When your immune system is already down, every little bug seems to get you and I struggled with a slew of challenges in the coming days. Influenza, an ulcer, an anaphylactic reaction to an MRI to try and figure out why I couldn’t eat without being sick and Mastitis three times. I spent four months in bed recovering and facing new challenges by the day. I spent days on end in prayer, begging God for some relief. I couldn’t eat and I had lost 60 lbs. Normally, my food loving self would celebrate that, but 60 lbs in 2 months postpartum wasn’t good. I’d lost all muscle and was not healthy. My stomach felt like it was a war zone after so many rounds of antibiotics had stripped away even the smallest trace of good bacteria left.

Rock Bottom

Slowly, the months crept by with tiny glimmers of good days every so often but mostly long stretches of illness. I was depressed and I knew it. I cried at a moments notice and was barely functioning. Unable to care for my children, I felt useless and hopeless and wondered when it would ever end. I spent days on end in bed grappling with questions of if my life was ending or if this would be a permanent state of life-long pain. I wearily looked into the eyes of my girls and longed to feel well enough to just play with them or be able to muster the strength just to make them a sandwich.

One afternoon while napping, something happened that I have never experienced before. As I drifted between sleep and wakefulness, I felt myself surrounded by a golden light and felt a hand on my back, directly on a place that had been excruciatingly painful for months. Immediately, I heard God telling me it would all be okay.

I had begged and prayed for a sign that things would be okay for months and it was the first experience in my life where I really felt God present with me in the room. It was the strangest experience that I will never forget. I questioned what I had experienced a number of times, but I knew in my soul, He had been there with me in that room. Though in the moment, things didn’t immediately change, over the course of the next month, my body did begin to heal.

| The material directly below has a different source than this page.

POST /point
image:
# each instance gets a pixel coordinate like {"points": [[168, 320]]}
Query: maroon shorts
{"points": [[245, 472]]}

I dug deep into education about healing our bodies through food and followed what I was reading. Day by day, I felt a little better and better and finally around month four I started to feel like myself. It was glorious! I began doing yoga daily, journaling again, focusing on food as fuel for my body and recognizing the imperative slow-down that is needed in order to heal. In order to maintain a sustainable pace in life.

And Then Our World Changed

If you do the math from November 2019 plus four months…you will find the exact date our world locked down due to COVID. Finally, standing on the edge of jumping back into real life, I found myself in a strange new world (like we all did) with two daughters to homeschool and a new baby.

Having just come up for air and ready to consider working again, this realization made my head swim. I had no idea how I would go back to running my business and managing my team, with a new baby in tow, homeschooling our daughters and in a very fragile state of health. I knew if I tried to do it all and maintain the pace I was used to, it would break me. Amidst this realization, I made the excruciatingly hard decision to close the doors to a business I had a spent a decade pouring myself into and building.

I wasn’t going to get to walk away with any kind of closure or big pay day or grandiose party. It felt like I was a child at the fair walking with a prized balloon that was all of the sudden swept away in the breeze. I was angry and unsettled but I knew that I had no choice. I remembered all of those clear messages from God about how I would need to cling to him through change and I sure felt tested. I won’t lie, this transition for me came with varying levels of anger followed by frustration, followed by anger. It didn’t really feel fair to have to give up something I loved and had built but I knew I had to do it.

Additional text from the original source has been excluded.